The abolition of the ADR tax is undoubtedly a welcome relief for banks, but it comes at a price. In exchange for removing this tax, the government has raised the corporate income tax rate for banks from 39% to 44% for the tax year ending December 31, 2024.
Moreover, the government has already laid out a plan to gradually reduce the corporate tax rate over the next few years. Starting in 2026, the rate will drop to 43%, and by 2027, it will further decrease to 42%. This rise in tax rates is projected to have an impact on earnings across the sector.
According to a report of Arif Habib a 10% reduction in banking sector earnings in CY24, 8% in CY25, and 6% in CY26. This increase in tax is expected to generate between PKR 62 billion to 65 billion in total revenue from all banks in the current year.
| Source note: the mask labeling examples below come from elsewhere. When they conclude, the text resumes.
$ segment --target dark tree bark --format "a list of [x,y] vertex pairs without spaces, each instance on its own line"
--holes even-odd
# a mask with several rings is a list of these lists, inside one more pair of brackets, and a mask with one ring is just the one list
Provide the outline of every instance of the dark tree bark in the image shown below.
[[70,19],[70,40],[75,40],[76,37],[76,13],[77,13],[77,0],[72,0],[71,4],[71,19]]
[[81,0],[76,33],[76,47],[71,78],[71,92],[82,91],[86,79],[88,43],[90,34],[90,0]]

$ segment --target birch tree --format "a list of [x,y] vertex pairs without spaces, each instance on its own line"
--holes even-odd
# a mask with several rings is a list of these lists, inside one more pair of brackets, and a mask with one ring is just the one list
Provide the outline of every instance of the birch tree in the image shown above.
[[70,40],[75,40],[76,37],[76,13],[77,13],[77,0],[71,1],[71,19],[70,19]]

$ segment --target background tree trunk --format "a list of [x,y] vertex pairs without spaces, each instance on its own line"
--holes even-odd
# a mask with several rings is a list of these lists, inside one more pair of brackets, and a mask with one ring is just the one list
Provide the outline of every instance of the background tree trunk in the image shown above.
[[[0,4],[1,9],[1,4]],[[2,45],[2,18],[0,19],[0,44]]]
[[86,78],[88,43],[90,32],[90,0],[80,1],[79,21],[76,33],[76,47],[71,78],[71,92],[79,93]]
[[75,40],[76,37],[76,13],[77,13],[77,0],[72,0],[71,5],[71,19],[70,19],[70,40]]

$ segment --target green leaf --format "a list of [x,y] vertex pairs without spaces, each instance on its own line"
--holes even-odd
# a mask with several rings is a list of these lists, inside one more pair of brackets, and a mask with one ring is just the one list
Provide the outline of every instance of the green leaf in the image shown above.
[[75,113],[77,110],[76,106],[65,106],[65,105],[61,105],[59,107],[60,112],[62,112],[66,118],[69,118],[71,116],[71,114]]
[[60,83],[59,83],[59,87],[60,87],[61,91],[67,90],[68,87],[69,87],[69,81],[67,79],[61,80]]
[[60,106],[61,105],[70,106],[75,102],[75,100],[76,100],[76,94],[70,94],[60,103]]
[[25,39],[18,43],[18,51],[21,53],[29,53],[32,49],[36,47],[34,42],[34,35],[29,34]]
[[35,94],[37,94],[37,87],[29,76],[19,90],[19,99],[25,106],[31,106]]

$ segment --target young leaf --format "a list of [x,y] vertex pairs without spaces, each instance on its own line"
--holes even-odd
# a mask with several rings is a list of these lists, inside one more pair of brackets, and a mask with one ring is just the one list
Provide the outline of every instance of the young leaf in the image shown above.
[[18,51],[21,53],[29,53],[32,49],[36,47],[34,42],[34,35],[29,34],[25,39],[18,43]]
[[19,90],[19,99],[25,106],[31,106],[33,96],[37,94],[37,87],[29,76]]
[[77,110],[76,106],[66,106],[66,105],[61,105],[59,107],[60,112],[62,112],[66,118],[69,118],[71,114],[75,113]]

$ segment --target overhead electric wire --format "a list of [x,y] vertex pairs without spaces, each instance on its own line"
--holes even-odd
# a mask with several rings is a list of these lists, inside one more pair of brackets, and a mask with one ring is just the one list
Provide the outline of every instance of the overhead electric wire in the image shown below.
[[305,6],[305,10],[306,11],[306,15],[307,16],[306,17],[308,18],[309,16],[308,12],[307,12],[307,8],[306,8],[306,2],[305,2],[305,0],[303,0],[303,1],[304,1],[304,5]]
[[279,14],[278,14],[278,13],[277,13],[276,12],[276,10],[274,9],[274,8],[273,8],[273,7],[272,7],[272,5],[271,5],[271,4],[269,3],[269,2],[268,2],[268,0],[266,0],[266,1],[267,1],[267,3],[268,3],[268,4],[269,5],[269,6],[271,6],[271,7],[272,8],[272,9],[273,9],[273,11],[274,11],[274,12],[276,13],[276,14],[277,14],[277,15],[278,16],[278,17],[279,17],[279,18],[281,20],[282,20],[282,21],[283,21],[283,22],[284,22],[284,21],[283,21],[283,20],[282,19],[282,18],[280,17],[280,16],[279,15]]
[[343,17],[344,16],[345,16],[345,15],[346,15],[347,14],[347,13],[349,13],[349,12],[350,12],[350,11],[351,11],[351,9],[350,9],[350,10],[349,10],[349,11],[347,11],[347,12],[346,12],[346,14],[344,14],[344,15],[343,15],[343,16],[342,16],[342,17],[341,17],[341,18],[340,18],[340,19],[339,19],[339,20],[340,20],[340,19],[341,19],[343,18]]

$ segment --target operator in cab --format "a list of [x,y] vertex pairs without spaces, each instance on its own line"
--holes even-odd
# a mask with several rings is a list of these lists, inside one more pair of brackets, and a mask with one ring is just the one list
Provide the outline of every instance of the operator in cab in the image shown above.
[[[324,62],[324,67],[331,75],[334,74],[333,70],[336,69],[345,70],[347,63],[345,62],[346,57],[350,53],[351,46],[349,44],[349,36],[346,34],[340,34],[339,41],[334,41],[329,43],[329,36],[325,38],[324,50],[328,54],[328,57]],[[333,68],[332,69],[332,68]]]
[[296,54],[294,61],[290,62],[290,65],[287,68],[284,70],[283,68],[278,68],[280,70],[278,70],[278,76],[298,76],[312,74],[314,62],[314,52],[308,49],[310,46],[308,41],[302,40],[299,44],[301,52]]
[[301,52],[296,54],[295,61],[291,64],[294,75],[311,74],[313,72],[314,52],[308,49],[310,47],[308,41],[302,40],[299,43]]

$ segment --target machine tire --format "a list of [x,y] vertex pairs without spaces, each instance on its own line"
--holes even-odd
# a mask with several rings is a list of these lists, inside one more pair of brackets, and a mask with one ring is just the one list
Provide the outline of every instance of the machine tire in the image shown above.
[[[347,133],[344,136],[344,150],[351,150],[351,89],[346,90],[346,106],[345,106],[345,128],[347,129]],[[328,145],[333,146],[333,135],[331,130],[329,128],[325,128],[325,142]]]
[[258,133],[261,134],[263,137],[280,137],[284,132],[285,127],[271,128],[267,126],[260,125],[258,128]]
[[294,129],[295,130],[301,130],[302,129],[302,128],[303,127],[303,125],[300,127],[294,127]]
It will help government achieve its tax collection targets.
The report said that the banking sector faces immediate challenges in terms of tax burdens and profitability, the abolition of the ADR tax has provided a much-needed sense of clarity.
For much of the past two years, banks have operated in an environment of uncertainty, constantly adjusting to shifting tax policies and regulatory demands.
The removal of the ADR tax has offered a degree of stability, allowing banks to refocus on their core operations without the looming pressure of meeting ADR targets just to avoid additional tax costs.
This clarity is crucial for investors and analysts, as it paves the way for more predictable earnings trajectories. While the increased tax rates will undoubtedly have a negative impact on earnings per share (EPS) in the short term, the elimination of the ADR-related tax is expected to allow banks to better manage their lending activities moving forward.